The only way to get enough context in the parser is to remember the ranges of the annotations in the parsing. In order to do that properly, this means that the detection of non-externalized string literals has to be done in the diet parse and in the parsing of the method bodies. Right now the diet parse is sufficient. If we have to do it in the parsing of method bodies, this means that in invalid code it won't be possible to report all non-externalized string literals. Another solution would be to keep the existing code and do the filtering in the compilation result, but not tagged the reference context as having errors if the error is only a non-externalized string literal. We would then be able to report all non-externalized string literals even if the code is syntactically wrong and we could resolve the reference context even if contains non-externalized string literals. Philippe, which one do you prefer?
For the second option, we could use the same trick than for bug 107332. But we still need to make a distinction when filtering nls inside annotation' ranges and within annotation scopes. For example: public class X { @SuppressWarnings("nls") String s = ""; } In this code, when nls is report as an error, I don't want the error on the literal "nls", but I do want an error for the literal "". So we cannot simply reuse the support for SuppressWarnings to filter out nls errors/warnings inside annotation's ranges.
Created attachment 26404 [details] Proposed fix First draft. It is still using the suppress warnings support to filter out the nls errors/warnings. So it doesn't report an error for the literal "", but it shows how to handle the detection of nls literals in the code without tagging the reference context as having errors.
(In reply to comment #3) > Did you set non-externalized string literal to error or warning? > If you use a 3.2M1 build, it works fine for warnings, but when set to error, it > is still reported. > Please confirm your settings and provide build id. I use Eclipse 3.1 and non-externalized string literal is set to "warning"

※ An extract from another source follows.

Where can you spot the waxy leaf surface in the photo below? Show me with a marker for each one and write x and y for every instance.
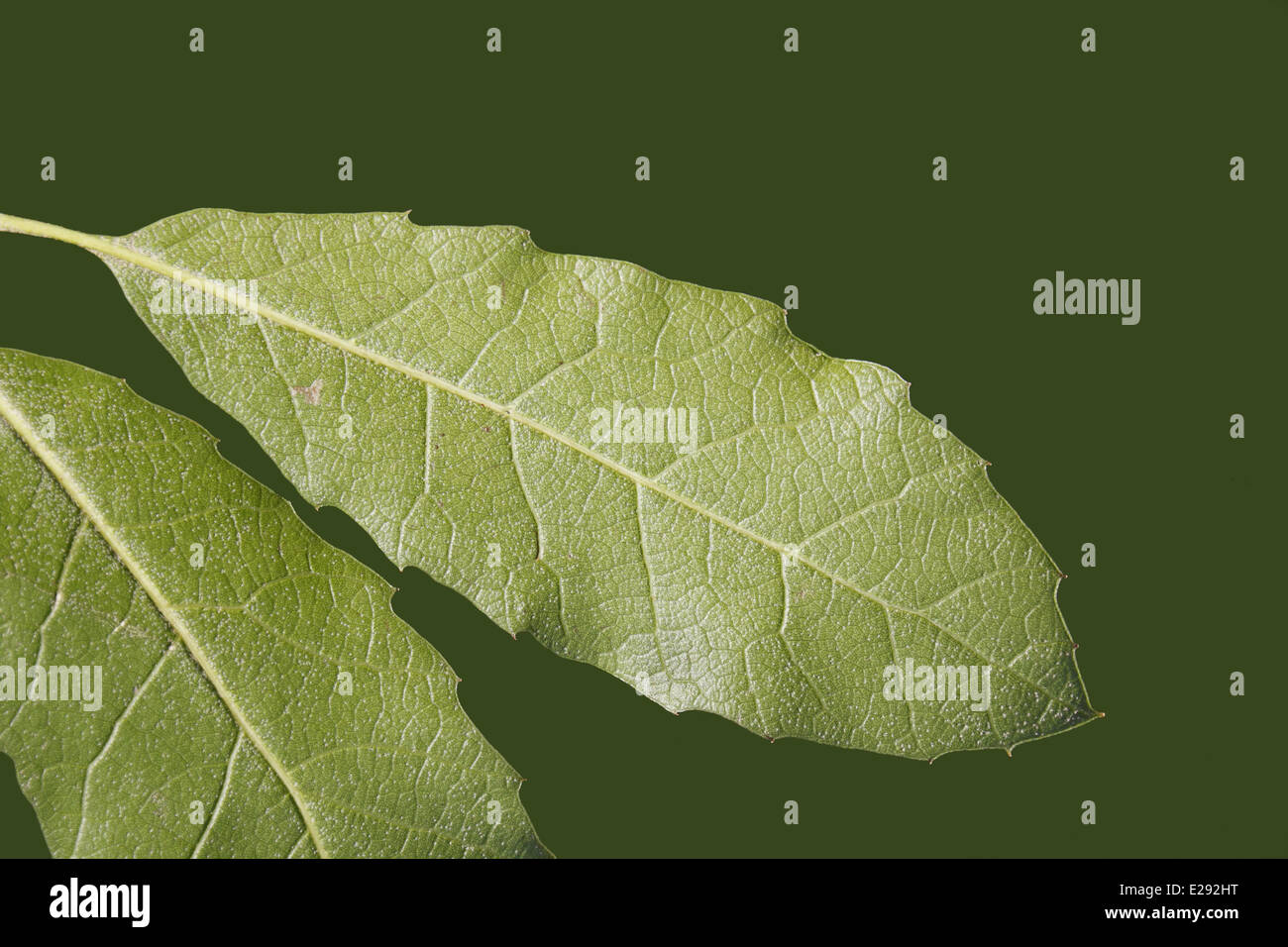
(259, 697)
(447, 385)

Then if you use 3.2M1, your problem will be fixed. But we still need to find a good solution for the error case.
This bug also applies to @SuppressWarnings("deprecated") on the same platform Same thing happens and requires additional //$NON-NLS-1$
Are you using 3.1 or 3.2M1?
(In reply to comment #11) > Are you using 3.1 or 3.2M1? I have already mentioned I use 3.1.

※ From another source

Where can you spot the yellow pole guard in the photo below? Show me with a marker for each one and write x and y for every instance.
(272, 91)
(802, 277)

My preference would be to not report the offending problem, rather than filtering it out in the end, due to side effects when ERROR severity is set.
I understand, but this would have an impact on performance and we would not be able to return the nls string literals warnings/errors where there are syntax errors. In order not to report the problem, we need to know if we are within an annotation (normal annotation, marker annotation or single member annotation). These annotations can be located on types, methods, fields or locals. So in diet mode, we could get them fine for types, methods and fields, but not for locals since we don't actually "parse" the method bodies when we are in diet mode. The detection of nls string literals is done during the diet parse to return them even if the code is syntactically wrong. If we move the code inside the parsing of method bodies, we would lose that information when we have syntax errors. Considering this, I believe we need to do this filtering before we report the problem. Did I miss anything?
If we decide that code with syntax errors might not provide these warnings, we could move the detection of code inside method bodies instead of the diet parse. Then this would allow us to "know" that the string is located within an annotation.
Fixed and released in HEAD. Regression tests in org.eclipse.jdt.core.tests.compiler.regression.ExternalizeStringLiteralsTest.